At this point, you discover the roles that helped you survive as a child do not serve you any longer. You realize you have to recalibrate or even redefine yourself (to the truth). You face being nobody before you can be somebody. This is where the journey of finding out who you truly are starts.

Telling people you feel really lonely can be hard or nearly impossible. It brings with it a sense of shame. Why? Because it means revealing what you believe is the hard truth: ‘I am abandoned’. Translated into the perspective of a child, it means there has to be something wrong with me because I am not wanted. It is unbearable. Because when you realize that, you also have to deal with the loss of the caretaker’s (unconditional) love. The hard fact of being not valuable.

Now, caretakers do what they are capable of doing. Sometimes that is not enough, and this leaves deep wounds in a child. We all bring our memories with us in life. Some are stored and hidden unconsciously because they are too painful to remember. And that makes it complicated to deal with.

The stress of loneliness is unbearable

Traveling through life with the burden of feeling lonely and abandoned is very stressful for our body and psyche. The loneliness and uncertainty of never belonging not only makes you miserable, but can also reslut in all kinds of stress-related symptoms if you are emotionally and socially disconnected. Healing and connecting with your true self and your inner child will eventually make you feel less lonely. You will become your best friend. You are the only person you know for sure will travel with you the rest of your life. So why not embrace you as your best friend?

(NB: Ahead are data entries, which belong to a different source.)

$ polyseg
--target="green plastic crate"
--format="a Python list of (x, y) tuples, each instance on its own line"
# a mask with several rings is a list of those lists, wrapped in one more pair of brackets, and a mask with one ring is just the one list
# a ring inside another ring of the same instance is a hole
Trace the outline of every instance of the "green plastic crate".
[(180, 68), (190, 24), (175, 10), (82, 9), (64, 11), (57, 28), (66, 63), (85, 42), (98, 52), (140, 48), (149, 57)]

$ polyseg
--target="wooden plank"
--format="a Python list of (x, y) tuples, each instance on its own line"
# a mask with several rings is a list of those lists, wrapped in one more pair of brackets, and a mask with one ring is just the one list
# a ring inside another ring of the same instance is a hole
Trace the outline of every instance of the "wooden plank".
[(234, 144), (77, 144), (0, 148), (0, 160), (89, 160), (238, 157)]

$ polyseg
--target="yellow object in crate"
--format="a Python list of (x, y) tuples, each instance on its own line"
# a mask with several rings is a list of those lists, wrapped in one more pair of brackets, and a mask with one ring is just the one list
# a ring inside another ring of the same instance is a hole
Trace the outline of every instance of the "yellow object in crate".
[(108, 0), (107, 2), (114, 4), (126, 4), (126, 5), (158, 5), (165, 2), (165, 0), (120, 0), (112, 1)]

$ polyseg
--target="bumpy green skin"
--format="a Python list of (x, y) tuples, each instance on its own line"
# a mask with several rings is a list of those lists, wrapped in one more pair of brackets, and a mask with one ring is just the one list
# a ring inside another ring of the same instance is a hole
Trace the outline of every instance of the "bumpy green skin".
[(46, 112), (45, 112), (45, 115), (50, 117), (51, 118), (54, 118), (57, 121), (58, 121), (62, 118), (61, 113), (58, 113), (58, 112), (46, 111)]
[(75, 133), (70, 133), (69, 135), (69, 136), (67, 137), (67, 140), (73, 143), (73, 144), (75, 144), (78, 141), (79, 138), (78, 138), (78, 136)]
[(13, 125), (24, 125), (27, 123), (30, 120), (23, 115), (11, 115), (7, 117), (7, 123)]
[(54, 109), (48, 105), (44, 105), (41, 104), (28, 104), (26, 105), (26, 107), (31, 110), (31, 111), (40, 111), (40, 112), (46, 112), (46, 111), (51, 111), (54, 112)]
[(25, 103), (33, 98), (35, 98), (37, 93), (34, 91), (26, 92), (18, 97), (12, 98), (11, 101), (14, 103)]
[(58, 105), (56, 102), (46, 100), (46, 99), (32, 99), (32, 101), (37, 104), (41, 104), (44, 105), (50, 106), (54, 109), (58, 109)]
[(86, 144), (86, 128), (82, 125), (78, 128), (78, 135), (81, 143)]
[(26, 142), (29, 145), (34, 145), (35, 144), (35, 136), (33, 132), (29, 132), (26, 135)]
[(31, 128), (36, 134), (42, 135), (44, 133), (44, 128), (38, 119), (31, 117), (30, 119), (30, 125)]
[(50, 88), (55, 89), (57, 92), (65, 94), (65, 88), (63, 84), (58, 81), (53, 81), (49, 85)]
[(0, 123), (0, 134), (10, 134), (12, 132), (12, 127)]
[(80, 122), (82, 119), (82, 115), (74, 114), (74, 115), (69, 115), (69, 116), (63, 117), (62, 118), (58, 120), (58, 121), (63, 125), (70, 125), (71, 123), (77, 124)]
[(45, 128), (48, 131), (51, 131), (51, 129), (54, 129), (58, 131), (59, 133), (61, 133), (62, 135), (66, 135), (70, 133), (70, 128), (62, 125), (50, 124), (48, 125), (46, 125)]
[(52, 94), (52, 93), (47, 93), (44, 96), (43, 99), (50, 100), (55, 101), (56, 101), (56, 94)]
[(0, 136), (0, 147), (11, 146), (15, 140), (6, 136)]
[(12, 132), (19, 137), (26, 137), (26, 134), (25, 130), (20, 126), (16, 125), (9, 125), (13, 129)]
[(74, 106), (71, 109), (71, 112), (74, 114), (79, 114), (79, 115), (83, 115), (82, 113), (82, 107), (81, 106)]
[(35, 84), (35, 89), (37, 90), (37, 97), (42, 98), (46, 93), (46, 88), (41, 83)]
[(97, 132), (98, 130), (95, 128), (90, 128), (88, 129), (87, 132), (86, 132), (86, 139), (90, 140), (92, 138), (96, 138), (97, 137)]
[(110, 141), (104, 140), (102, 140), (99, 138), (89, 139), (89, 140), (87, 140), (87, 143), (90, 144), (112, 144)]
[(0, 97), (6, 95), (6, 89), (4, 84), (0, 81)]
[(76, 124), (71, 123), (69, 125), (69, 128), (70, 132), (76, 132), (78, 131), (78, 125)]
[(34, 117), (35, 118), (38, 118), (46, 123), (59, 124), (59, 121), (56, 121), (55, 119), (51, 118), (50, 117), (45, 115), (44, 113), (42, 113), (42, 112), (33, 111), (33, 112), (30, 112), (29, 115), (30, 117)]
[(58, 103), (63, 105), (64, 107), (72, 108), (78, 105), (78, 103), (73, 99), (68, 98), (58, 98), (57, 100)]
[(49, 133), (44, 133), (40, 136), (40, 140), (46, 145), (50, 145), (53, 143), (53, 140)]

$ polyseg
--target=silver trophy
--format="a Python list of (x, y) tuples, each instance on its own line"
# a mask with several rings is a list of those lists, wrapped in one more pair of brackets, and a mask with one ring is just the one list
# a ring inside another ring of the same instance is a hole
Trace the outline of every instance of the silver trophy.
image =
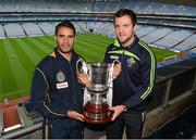
[(112, 100), (112, 73), (114, 63), (88, 63), (77, 61), (82, 64), (81, 71), (88, 75), (90, 86), (84, 91), (85, 122), (90, 124), (103, 124), (111, 119), (112, 112), (109, 111)]

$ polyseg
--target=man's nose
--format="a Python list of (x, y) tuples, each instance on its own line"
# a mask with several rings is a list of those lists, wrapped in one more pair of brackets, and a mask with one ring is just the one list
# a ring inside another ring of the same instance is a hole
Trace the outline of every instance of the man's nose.
[(68, 37), (64, 37), (63, 41), (64, 41), (64, 42), (68, 42), (68, 41), (69, 41)]

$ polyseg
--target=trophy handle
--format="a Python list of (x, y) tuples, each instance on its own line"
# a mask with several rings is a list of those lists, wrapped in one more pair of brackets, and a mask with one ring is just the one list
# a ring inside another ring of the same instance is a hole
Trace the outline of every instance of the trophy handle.
[[(79, 63), (82, 64), (81, 71), (79, 71), (79, 68), (78, 68), (78, 64), (79, 64)], [(76, 62), (76, 72), (82, 72), (82, 73), (85, 73), (85, 74), (88, 75), (88, 66), (87, 66), (87, 64), (86, 64), (84, 61), (82, 61), (81, 59), (78, 59), (77, 62)]]
[(111, 64), (111, 67), (109, 69), (109, 78), (108, 78), (108, 86), (110, 87), (111, 82), (113, 81), (114, 77), (112, 76), (113, 74), (113, 67), (115, 64), (120, 64), (121, 62), (119, 60), (114, 60)]

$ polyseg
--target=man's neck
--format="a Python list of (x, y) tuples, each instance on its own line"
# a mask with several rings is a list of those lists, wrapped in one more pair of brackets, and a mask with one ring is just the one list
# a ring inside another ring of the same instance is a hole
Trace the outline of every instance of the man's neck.
[(125, 43), (123, 43), (123, 47), (131, 47), (135, 42), (135, 35)]
[(59, 49), (58, 49), (59, 53), (65, 59), (68, 60), (69, 62), (71, 61), (71, 58), (72, 58), (72, 51), (71, 52), (61, 52)]

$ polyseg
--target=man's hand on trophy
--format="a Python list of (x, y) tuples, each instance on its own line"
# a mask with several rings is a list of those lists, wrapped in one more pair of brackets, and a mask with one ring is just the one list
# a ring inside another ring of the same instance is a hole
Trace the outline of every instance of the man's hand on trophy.
[(68, 111), (68, 117), (84, 122), (84, 116), (75, 111)]
[(111, 120), (115, 120), (115, 118), (124, 112), (124, 105), (109, 107), (109, 110), (113, 112)]
[(90, 87), (90, 80), (88, 79), (87, 74), (77, 73), (77, 79), (82, 85), (85, 85), (86, 87)]
[(113, 66), (113, 74), (112, 74), (113, 79), (115, 79), (120, 75), (121, 69), (122, 69), (121, 63), (118, 63)]

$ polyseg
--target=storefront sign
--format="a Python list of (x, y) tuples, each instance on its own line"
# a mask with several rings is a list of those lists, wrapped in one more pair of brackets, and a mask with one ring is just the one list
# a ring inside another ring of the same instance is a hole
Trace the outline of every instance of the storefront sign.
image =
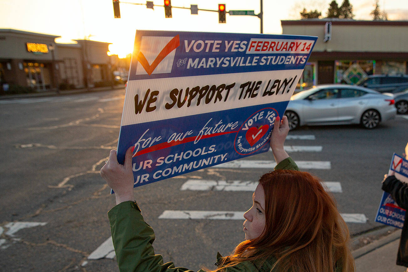
[[(388, 174), (395, 175), (401, 181), (408, 183), (408, 161), (394, 153)], [(390, 194), (384, 192), (375, 216), (375, 222), (402, 228), (405, 213), (406, 210), (398, 206)]]
[(135, 186), (268, 151), (317, 39), (138, 31), (118, 152)]
[(44, 44), (37, 44), (34, 42), (27, 42), (27, 51), (33, 53), (48, 53), (48, 46)]

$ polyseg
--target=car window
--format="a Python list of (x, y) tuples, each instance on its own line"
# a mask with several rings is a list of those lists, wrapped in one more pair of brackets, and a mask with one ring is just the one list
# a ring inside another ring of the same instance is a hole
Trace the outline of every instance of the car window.
[(371, 77), (367, 80), (367, 81), (364, 83), (370, 84), (379, 84), (380, 79), (379, 77)]
[(311, 100), (333, 99), (337, 97), (339, 93), (338, 89), (323, 89), (309, 95), (308, 98)]
[(392, 84), (392, 83), (397, 83), (398, 82), (401, 82), (401, 81), (399, 81), (399, 80), (400, 78), (401, 78), (396, 77), (383, 77), (381, 83), (383, 84)]
[(349, 88), (341, 89), (340, 97), (342, 98), (358, 97), (359, 96), (364, 95), (366, 93), (367, 93), (366, 92), (361, 90)]

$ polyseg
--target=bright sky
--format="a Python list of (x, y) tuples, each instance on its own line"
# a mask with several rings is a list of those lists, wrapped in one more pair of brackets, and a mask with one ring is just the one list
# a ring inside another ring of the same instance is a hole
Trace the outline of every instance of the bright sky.
[[(317, 9), (326, 15), (331, 0), (264, 0), (264, 33), (281, 34), (281, 20), (297, 20), (305, 7)], [(371, 20), (370, 13), (375, 0), (349, 0), (356, 20)], [(135, 5), (124, 2), (142, 4)], [(163, 0), (154, 1), (163, 5)], [(339, 6), (342, 0), (337, 0)], [(380, 7), (389, 20), (408, 20), (407, 0), (379, 0)], [(253, 16), (226, 15), (226, 23), (219, 24), (217, 12), (199, 11), (191, 15), (190, 4), (199, 9), (218, 9), (225, 4), (226, 10), (260, 10), (260, 1), (248, 0), (172, 0), (173, 18), (164, 17), (164, 8), (146, 8), (145, 0), (124, 0), (120, 19), (113, 18), (112, 0), (0, 0), (0, 28), (14, 29), (61, 36), (58, 42), (71, 43), (84, 39), (111, 42), (113, 54), (124, 57), (132, 52), (136, 29), (259, 33), (259, 19)], [(299, 33), (301, 35), (302, 33)]]

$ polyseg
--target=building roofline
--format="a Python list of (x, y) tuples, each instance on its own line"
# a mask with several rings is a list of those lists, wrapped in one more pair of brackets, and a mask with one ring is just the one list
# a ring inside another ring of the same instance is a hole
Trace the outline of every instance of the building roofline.
[(90, 40), (73, 40), (77, 42), (78, 43), (80, 42), (95, 42), (98, 44), (111, 44), (111, 42), (98, 42), (98, 41), (93, 41)]
[(354, 20), (350, 19), (324, 18), (323, 19), (304, 19), (300, 20), (281, 20), (281, 24), (283, 26), (302, 25), (324, 25), (326, 22), (331, 22), (332, 24), (337, 25), (367, 25), (408, 26), (407, 21), (368, 21)]
[(13, 29), (0, 29), (0, 33), (14, 33), (16, 34), (22, 34), (27, 35), (33, 35), (34, 36), (41, 36), (42, 37), (47, 37), (50, 38), (59, 38), (61, 36), (57, 36), (56, 35), (51, 35), (48, 34), (44, 34), (42, 33), (38, 33), (37, 32), (31, 32), (30, 31), (24, 31), (24, 30), (18, 30)]

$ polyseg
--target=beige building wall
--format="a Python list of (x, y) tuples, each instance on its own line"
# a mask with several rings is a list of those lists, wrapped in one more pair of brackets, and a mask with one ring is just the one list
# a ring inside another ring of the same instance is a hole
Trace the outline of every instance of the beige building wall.
[(80, 44), (58, 44), (58, 63), (61, 83), (73, 85), (76, 88), (85, 86), (82, 65), (81, 46)]

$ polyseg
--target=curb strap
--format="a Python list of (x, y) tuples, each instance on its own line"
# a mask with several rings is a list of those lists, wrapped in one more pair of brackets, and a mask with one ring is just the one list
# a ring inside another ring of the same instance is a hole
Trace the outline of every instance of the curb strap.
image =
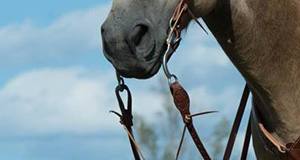
[[(185, 127), (188, 129), (198, 151), (201, 153), (205, 160), (210, 160), (202, 141), (200, 140), (197, 131), (193, 125), (192, 116), (190, 114), (190, 99), (185, 89), (177, 82), (170, 84), (170, 90), (174, 99), (175, 106), (181, 113)], [(181, 146), (181, 145), (180, 145)], [(177, 155), (178, 156), (178, 155)]]
[[(133, 126), (133, 116), (132, 116), (132, 97), (131, 97), (131, 92), (128, 88), (128, 86), (124, 83), (123, 78), (121, 78), (120, 76), (118, 76), (118, 86), (115, 89), (115, 94), (118, 100), (118, 104), (121, 110), (121, 114), (115, 111), (110, 111), (111, 113), (116, 114), (118, 117), (120, 117), (120, 123), (124, 126), (125, 131), (128, 134), (128, 139), (130, 141), (130, 145), (131, 145), (131, 149), (132, 149), (132, 153), (134, 155), (134, 159), (135, 160), (141, 160), (143, 158), (143, 155), (141, 154), (141, 151), (137, 145), (137, 143), (135, 142), (133, 133), (132, 133), (132, 126)], [(125, 108), (124, 102), (122, 100), (122, 97), (120, 95), (120, 93), (126, 91), (127, 92), (127, 108)], [(141, 157), (140, 157), (141, 155)]]

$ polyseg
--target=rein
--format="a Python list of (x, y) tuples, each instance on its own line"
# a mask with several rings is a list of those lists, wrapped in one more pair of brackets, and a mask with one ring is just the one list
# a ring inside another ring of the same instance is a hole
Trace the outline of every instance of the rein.
[[(163, 70), (165, 73), (165, 76), (168, 79), (170, 92), (174, 100), (174, 104), (178, 111), (180, 112), (182, 116), (182, 120), (185, 124), (183, 129), (183, 134), (180, 140), (180, 144), (177, 150), (176, 154), (176, 160), (179, 157), (180, 149), (182, 147), (183, 139), (186, 130), (189, 131), (199, 153), (202, 155), (204, 160), (210, 160), (210, 156), (202, 143), (199, 135), (197, 134), (197, 131), (193, 124), (193, 118), (196, 116), (209, 114), (209, 113), (215, 113), (216, 111), (208, 111), (208, 112), (202, 112), (197, 114), (191, 114), (190, 113), (190, 99), (187, 91), (180, 85), (179, 80), (175, 74), (172, 74), (168, 68), (168, 61), (173, 55), (173, 53), (178, 48), (180, 41), (181, 41), (181, 31), (184, 29), (183, 24), (183, 16), (184, 14), (188, 14), (193, 20), (196, 21), (196, 23), (207, 33), (207, 31), (204, 29), (204, 27), (201, 25), (201, 23), (197, 20), (196, 16), (193, 14), (193, 12), (190, 10), (188, 6), (189, 0), (180, 0), (177, 7), (175, 8), (175, 11), (170, 19), (169, 22), (169, 33), (168, 37), (166, 39), (167, 49), (165, 51), (164, 57), (163, 57)], [(117, 73), (117, 79), (118, 79), (118, 85), (115, 89), (115, 94), (118, 100), (118, 104), (121, 110), (121, 114), (115, 111), (111, 111), (112, 113), (116, 114), (120, 118), (120, 123), (123, 125), (127, 135), (128, 139), (131, 145), (131, 149), (134, 155), (135, 160), (144, 160), (144, 156), (141, 153), (141, 150), (138, 146), (138, 144), (135, 141), (134, 135), (132, 133), (132, 97), (131, 92), (128, 88), (128, 86), (125, 84), (124, 79)], [(124, 102), (120, 96), (121, 92), (127, 92), (127, 108), (125, 108)], [(238, 111), (230, 132), (230, 136), (227, 142), (226, 150), (224, 153), (224, 160), (229, 160), (234, 143), (236, 141), (236, 136), (239, 131), (239, 127), (244, 115), (244, 111), (246, 108), (247, 101), (249, 99), (250, 89), (248, 85), (245, 85), (243, 95), (241, 97), (240, 105), (238, 107)], [(255, 109), (255, 108), (254, 108)], [(253, 111), (252, 111), (253, 112)], [(250, 116), (251, 117), (251, 116)], [(259, 130), (262, 132), (262, 136), (265, 137), (264, 139), (267, 139), (269, 143), (277, 147), (277, 151), (284, 154), (285, 156), (288, 156), (288, 159), (297, 159), (300, 157), (300, 138), (295, 142), (288, 144), (289, 147), (285, 147), (284, 145), (281, 145), (276, 141), (276, 139), (269, 133), (264, 126), (259, 123)], [(241, 153), (241, 159), (244, 160), (247, 158), (250, 139), (251, 139), (251, 118), (248, 120), (247, 130), (245, 134), (244, 139), (244, 145)], [(278, 147), (279, 146), (279, 147)], [(282, 150), (284, 149), (284, 150)]]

Of all the stress-related things we face, I believe loneliness causes our body and psyche the most stress. I believe there is a biological link between loneliness and stress-related symptoms. And I’m convinced that the loneliness within people is easily trigged by the way many of us are living today. Being included in a group has a strong survival advantage, and this makes our desire for community in order to avoid loneliness very strong. It is like a constantly activated biological warning system that makes us seek a friend group. One result can be that we (continue to) hang out with people with whom we no longer have anything in common.

The bottom-line is: your stress symptoms are linked to loneliness and fear of not being accepted – and thus excluded. You might be able to influence external factors, but on a deeper level, you are unlikely to heal yourself if you don’t know where your symptoms come from.

If you have been abandoned in past incarnations, those wounds will travel with you through future incarnations and get triggered by your loneliness in this life. This is where you need to meet loneliness and stress – and release what is no longer serving you.